He rolled his eyes toward the ceiling. "Yeah. Yeah I do, okay? You won't ever see him again... this 'Jack' guy. You won't ever be happy. And even if you do find someone else... wherever you're going... it won't be the same. It'll never be as good as it could have been. You know that. Right?"

My breath steamed on the cold glass. "Yeah," I murmured.

"Good. Now get up, call your commander, and tell him you've made a terrible mistake. And make sure you add that you're not coming back unless something can be worked out with you and your commanding officer."

Joe's insistent, demanding demeanor almost made me want to laugh. In a way, it reminded me of myself: wanting the universe to change to fit my needs, and to have changed five minutes ago, dammit. I looked away from the window, back at him. "What makes you think they want me that bad?"

He blinked. "Who wouldn't?" he asked, genuinely incredulous.

I blushed, still surprised - but someone not displeased - that the kid hadn't even tried to get my phone number. In fact, he was trying to hook me up with another man. Suddenly suspicious of his motives, I checked my watch. "Well, considering my plane started boarding fifteen minutes ago, I don't suppose I really have that much of a choice."

Joe grinned. It was a flat-out, full-fledged, wild and crazy grin, the likes of which I'd never seen on O'Neill. "Great," he enthused.

"'Great'? Were you trying to stall me?"

He scoffed at that, but his scoff was vague and unconvincing, and so was the way he went quickly to his feet. "Now how could I have done that? I don't even know you. For crying out loud, you've never met me before in your life, right?"

Slowly, maintaining eye contact, I also rose. "Right..." In my peripheries, I could see another jet gearing up on the runway, guessed it was the one I should have been on, and thanked my lucky stars that I'd arranged to have the majority of my stuff shipped out later on. Of course, there were still three suitcases full of clothes and personal effects heading for the east coast that I'd probably never see again...

I gathered up the trash, crumpling my napkin and stuffing it into the empty cup.

"Good luck getting your stuff back from D.C.," said Joe.

I chuckled - he'd read my mind - and then...

I froze.

Okay, so I'd joked about it earlier, but how had he known where I'd been headed?

True, I'd been standing over by Gate 227 for a few minutes, but I was taking a connecting flight out of Chicago to cut costs. There was nothing on the monitor that would have given him even the remotest idea that my final destination was Washington, D.C.

"How did you...?" I began, looking up.

He was gone.

* * *

I watched her from around the corner, observing with just a hint of a smile as she looked around the surrounding tables wildly, expression a mask of confusion. Yeah. She'd think about that for a few days, contemplate it over the course of a few nights: that strange guy in the airport named Joe. What had his problem been? How had he known?

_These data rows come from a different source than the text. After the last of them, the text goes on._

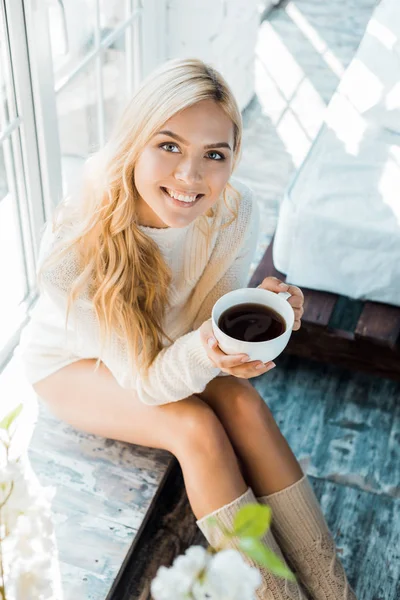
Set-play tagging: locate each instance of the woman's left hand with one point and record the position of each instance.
(296, 300)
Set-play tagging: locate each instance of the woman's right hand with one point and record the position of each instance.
(237, 365)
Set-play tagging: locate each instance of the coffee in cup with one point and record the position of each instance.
(253, 321)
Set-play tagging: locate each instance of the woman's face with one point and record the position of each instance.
(193, 156)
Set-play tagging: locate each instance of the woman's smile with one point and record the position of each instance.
(183, 203)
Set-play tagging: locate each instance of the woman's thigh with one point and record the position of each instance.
(93, 401)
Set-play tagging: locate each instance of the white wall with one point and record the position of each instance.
(220, 32)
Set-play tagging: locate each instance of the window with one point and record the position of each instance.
(66, 71)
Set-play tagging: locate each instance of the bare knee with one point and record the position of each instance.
(200, 432)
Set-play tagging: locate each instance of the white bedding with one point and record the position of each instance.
(339, 224)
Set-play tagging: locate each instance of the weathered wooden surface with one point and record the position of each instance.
(346, 423)
(379, 322)
(104, 491)
(169, 530)
(368, 334)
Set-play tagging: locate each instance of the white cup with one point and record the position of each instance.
(264, 351)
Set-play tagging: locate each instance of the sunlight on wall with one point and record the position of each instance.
(315, 39)
(286, 94)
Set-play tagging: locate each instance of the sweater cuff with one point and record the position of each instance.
(198, 357)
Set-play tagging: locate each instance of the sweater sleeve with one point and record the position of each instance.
(179, 370)
(184, 368)
(238, 274)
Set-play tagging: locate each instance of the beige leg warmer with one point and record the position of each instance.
(272, 587)
(302, 532)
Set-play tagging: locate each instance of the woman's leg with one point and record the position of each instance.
(94, 402)
(273, 472)
(269, 464)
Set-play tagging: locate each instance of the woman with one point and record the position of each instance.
(118, 344)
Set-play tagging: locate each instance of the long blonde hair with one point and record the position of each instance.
(122, 267)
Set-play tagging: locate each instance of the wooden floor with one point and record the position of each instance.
(345, 426)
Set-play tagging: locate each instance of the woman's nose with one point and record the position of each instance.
(189, 170)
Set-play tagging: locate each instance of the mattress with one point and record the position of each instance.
(339, 223)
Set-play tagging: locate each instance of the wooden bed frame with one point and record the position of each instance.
(373, 344)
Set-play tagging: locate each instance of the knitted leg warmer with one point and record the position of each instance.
(272, 587)
(302, 532)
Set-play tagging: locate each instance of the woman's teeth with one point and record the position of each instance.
(180, 197)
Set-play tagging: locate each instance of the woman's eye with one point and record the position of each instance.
(221, 156)
(166, 144)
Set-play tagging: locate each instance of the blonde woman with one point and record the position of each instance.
(118, 344)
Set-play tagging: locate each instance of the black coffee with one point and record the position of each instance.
(251, 322)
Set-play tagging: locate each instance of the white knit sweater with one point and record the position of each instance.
(199, 279)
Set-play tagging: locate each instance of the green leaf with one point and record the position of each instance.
(262, 555)
(8, 419)
(252, 520)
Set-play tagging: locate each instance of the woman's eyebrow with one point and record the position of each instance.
(180, 139)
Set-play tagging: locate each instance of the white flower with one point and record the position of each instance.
(192, 562)
(175, 582)
(228, 577)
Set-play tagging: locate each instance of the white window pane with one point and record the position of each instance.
(112, 14)
(72, 34)
(77, 114)
(12, 271)
(115, 83)
(7, 110)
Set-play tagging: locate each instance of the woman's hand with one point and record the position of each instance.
(296, 299)
(230, 363)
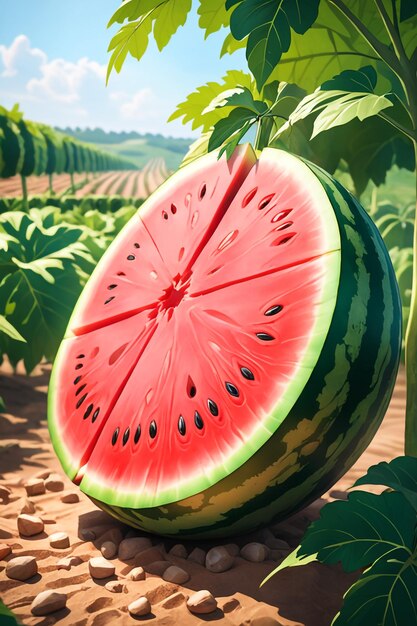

And then, eventually, she'd forget all about it.

She'd told me so.

I shrank back, further down the hallway. Yeah, so our pasts and futures were all sorta predestined, self-fulfilling prophecies and all that, and I knew she'd never managed to find Strange Joe again... but I didn't want to tempt fate any more than I already was. In fact, it might be a good idea if I took the opportunity to go somewhere private and...

I turned... and swerved crazily to one side, narrowly avoiding a collision with a man on a Mission, capital M. The black and blue blur - black jacket, blue jeans - didn't seem to notice or care that he'd almost run directly into me. In fact, as I watched, he broke into a stuttering jog, edging between and around the other oblivious airport patrons, headed straight past the concessions area toward Gate 227.

Smiling, I backed further down the hall.

For some inexplicable reason, the man in the jacket glanced over his right shoulder as he passed the large windows, and the tables clustered underneath. Maybe it was a close-flying plane that caught his eye... but somehow, I doubted it. Because seeing a plane when you're at an airport doesn't cause you to freeze in place like he did, mindless of the bodies swarming around him.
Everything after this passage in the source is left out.